Jupyter

Overview

Use Jupyter Task to create a jupyter-type task and execute jupyter notes. When the worker executes Jupyter Task, it will use papermill to evaluate jupyter notes. Click here for details about papermill.

Conda Configuration

  • Config conda.path in common.properties to the path of your conda.sh, which should be the same conda you use to manage the python environment of your papermill and jupyter. Click here for more information about conda.
  • conda.path is set to /opt/anaconda3/etc/profile.d/conda.sh by default. If you have no idea where your conda is, simply run conda info | grep -i 'base environment'.

NOTE: Jupyter Task Plugin uses source command to activate conda environment.

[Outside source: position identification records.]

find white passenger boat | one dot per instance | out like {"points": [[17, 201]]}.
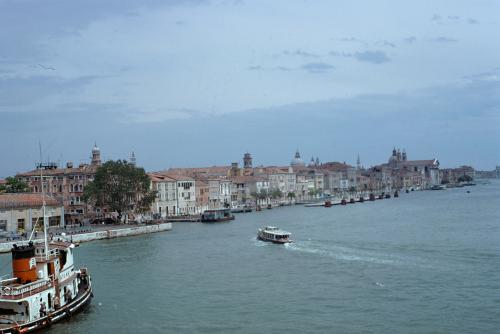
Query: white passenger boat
{"points": [[273, 234]]}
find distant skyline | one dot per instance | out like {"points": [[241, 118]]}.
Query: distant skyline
{"points": [[196, 83]]}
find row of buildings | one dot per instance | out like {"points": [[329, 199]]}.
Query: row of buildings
{"points": [[187, 191]]}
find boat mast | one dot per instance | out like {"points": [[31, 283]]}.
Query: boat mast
{"points": [[43, 207]]}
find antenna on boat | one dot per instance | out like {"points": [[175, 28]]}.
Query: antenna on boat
{"points": [[43, 207]]}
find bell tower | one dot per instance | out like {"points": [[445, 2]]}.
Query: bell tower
{"points": [[247, 160], [96, 156]]}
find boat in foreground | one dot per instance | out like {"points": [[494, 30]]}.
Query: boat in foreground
{"points": [[274, 234], [45, 287]]}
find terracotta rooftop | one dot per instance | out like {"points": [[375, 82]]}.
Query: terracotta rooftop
{"points": [[169, 177], [208, 171], [420, 162], [335, 166], [60, 171], [25, 200], [247, 179]]}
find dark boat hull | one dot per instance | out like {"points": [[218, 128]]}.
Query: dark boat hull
{"points": [[77, 305], [280, 242], [218, 220]]}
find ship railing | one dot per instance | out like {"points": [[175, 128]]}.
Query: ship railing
{"points": [[26, 289]]}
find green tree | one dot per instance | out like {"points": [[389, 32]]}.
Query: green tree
{"points": [[120, 187], [13, 185]]}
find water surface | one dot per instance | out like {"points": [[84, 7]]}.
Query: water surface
{"points": [[427, 262]]}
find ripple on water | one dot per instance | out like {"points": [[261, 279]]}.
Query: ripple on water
{"points": [[347, 253]]}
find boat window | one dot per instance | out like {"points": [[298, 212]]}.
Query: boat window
{"points": [[7, 311]]}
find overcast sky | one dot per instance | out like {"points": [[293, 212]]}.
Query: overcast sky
{"points": [[190, 83]]}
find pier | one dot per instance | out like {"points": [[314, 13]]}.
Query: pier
{"points": [[104, 232]]}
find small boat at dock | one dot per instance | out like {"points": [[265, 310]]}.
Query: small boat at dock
{"points": [[274, 235]]}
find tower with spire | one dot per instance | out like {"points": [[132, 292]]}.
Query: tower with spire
{"points": [[96, 156], [132, 159], [247, 160]]}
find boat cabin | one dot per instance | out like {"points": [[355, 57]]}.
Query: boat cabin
{"points": [[216, 215], [40, 283], [274, 234]]}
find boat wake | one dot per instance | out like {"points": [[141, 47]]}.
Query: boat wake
{"points": [[353, 254]]}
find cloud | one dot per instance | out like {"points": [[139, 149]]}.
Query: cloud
{"points": [[384, 43], [493, 75], [350, 40], [317, 67], [300, 53], [410, 40], [255, 68], [443, 39], [451, 19], [375, 57], [272, 68], [18, 91]]}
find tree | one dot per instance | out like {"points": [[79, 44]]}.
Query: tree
{"points": [[120, 187], [13, 185]]}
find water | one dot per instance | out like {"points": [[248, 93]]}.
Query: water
{"points": [[427, 262]]}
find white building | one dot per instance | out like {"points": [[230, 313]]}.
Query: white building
{"points": [[176, 194], [21, 212]]}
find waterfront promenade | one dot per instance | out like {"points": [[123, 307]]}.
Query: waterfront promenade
{"points": [[423, 263], [88, 233]]}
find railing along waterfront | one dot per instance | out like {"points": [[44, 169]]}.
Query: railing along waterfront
{"points": [[25, 289]]}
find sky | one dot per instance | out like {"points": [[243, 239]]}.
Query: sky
{"points": [[199, 83]]}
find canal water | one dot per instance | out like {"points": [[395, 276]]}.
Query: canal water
{"points": [[426, 262]]}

If your tenant does not have permission to use source, Jupyter Task Plugin will not function.

Python Dependency Management

Use Pre-Installed Conda Environment

  1. Create a conda environment manually or using shell task on your target worker.
  2. In your jupyter task, set condaEnvName as the name of the conda environment you just created.

Use Packed Conda Environment

  1. Use Conda-Pack to pack your conda environment into tarball.
  2. Upload packed conda environment to resource center.
  3. Set condaEnvName as the name of your packed conda environment in your jupyter task, e.g. jupyter_env.tar.gz.
  4. Select your packed conda environment as resource in your jupyter task, e.g. jupyter_env.tar.gz.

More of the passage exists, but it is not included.